DOJ Eyeing Americans ‘Like ATMs,’ Spending Over $6 Billion To Aid Civil Asset Forfeitures, Watchdog Says

The Department of Justice, perhaps worried House Republicans may reduce its funding, allocated $6 billion to private companies involved with seizing cash and property from taxpayers.

Civil asset forfeiture is a lucrative business for law enforcement agencies because they are not required to charge individuals with a crime from whom they confiscate cash and property. Many victims do not sue for return of their money.

A DOJ report reveals it benefited to the tune of $1.8 billion in 2022 from seizures of assets that were linked to crimes.

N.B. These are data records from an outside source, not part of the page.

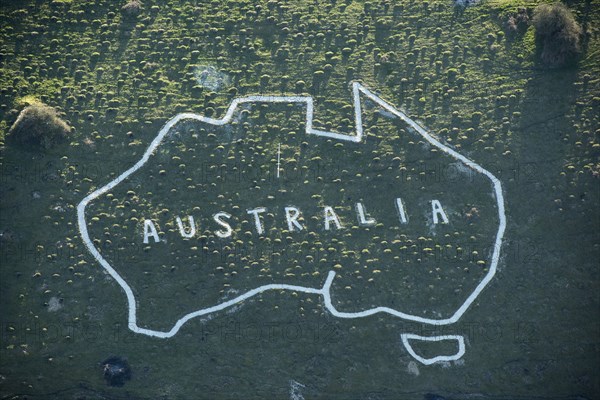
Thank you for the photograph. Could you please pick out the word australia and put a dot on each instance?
(223, 224)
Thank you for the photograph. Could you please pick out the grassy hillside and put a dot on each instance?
(116, 72)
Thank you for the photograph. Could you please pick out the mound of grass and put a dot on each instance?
(557, 34)
(39, 125)
(132, 8)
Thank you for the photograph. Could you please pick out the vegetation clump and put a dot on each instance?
(517, 23)
(557, 34)
(39, 125)
(132, 8)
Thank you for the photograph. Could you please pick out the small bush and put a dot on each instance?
(132, 8)
(517, 23)
(557, 34)
(39, 125)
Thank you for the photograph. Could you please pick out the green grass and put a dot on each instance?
(118, 81)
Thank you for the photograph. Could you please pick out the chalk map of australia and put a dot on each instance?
(217, 211)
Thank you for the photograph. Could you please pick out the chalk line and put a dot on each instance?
(406, 337)
(357, 90)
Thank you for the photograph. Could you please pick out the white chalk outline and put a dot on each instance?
(428, 361)
(357, 90)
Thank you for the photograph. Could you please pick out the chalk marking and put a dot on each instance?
(357, 90)
(406, 337)
(278, 158)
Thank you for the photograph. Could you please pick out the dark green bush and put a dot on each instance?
(132, 8)
(39, 125)
(557, 34)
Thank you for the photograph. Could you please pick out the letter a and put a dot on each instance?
(150, 230)
(331, 216)
(436, 209)
(182, 231)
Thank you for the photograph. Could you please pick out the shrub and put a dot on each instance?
(557, 34)
(132, 8)
(39, 125)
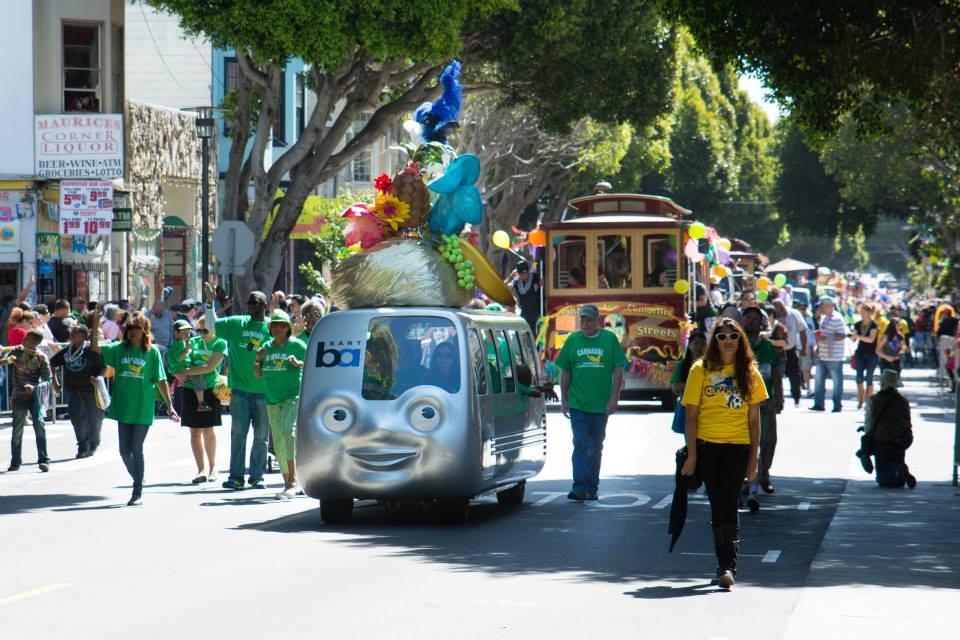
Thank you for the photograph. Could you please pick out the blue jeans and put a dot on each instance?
(589, 431)
(833, 368)
(244, 409)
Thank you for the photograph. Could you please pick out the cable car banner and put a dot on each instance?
(644, 330)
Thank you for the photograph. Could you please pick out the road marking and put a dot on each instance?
(550, 496)
(33, 592)
(666, 502)
(639, 499)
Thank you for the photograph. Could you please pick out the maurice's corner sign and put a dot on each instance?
(78, 145)
(86, 207)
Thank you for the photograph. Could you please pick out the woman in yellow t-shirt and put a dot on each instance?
(722, 398)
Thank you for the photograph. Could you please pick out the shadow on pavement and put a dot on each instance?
(15, 504)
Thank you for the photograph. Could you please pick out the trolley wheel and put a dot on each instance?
(668, 401)
(514, 495)
(336, 511)
(453, 510)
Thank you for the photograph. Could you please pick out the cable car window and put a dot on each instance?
(478, 359)
(569, 262)
(531, 355)
(659, 261)
(493, 361)
(613, 255)
(506, 363)
(391, 363)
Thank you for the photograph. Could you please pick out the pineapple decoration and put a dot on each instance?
(408, 186)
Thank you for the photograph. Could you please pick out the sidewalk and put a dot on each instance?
(889, 564)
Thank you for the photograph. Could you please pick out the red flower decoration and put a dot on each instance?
(383, 184)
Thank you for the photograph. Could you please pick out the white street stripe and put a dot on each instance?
(772, 556)
(33, 592)
(666, 502)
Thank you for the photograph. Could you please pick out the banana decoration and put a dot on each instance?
(486, 276)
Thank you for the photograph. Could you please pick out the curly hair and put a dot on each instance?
(138, 319)
(743, 361)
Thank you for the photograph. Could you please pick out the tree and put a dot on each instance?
(520, 160)
(384, 56)
(825, 58)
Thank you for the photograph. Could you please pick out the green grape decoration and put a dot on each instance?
(452, 252)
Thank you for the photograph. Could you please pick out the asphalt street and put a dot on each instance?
(828, 555)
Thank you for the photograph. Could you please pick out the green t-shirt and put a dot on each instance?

“You’ve probably heard the adage, ‘you’ve gotta spend money to make money,” said Dan Alban, head of the Institute for Justice’s National Initiative to End Forfeiture. “Here, it’s ‘you’ve gotta spend money to take money.’”

Using civil asset seizure, which lets the government seize assets from individuals without formally charging them with any criminal offense, has long been a point of contention.

The DOJ announced earlier this year that more than $6 billion in contracts were awarded to private companies to help with asset forfeiture investigations. 

Contractors help with everything from investigating and identifying assets for seizure to record keeping and testifying in court.

“Congress must act to prevent law enforcement from treating ordinary Americans like ATMs,” asserted Alban, noting the $6 billion appropriated for asset seizure.

Critics have repeatedly raised alarms about its implications, particularly the undue challenges innocent citizens face when attempting to retrieve their seized property.

As the law currently stands, the onus is on the property owner to provide evidence of their innocence, rather than the government proving their guilt.

The Institute for Justice, a longstanding critic of the civil asset forfeiture process, claims the contracts underscore the scale at which asset forfeiture operations are being conducted.

TIJ add forfeiture practices disproportionately impact ordinary Americans, particularly with small-scale forfeitures.

Despite arguments from law enforcement agencies that asset forfeitures serve as both a deterrent and disruptive tool against illicit activities, there are increasing questions about the fairness and transparency of the procedure.

This recent allocation of funds by the DOJ only deepens these concerns, prompting many to wonder if the rights of citizens are being adequately safeguarded.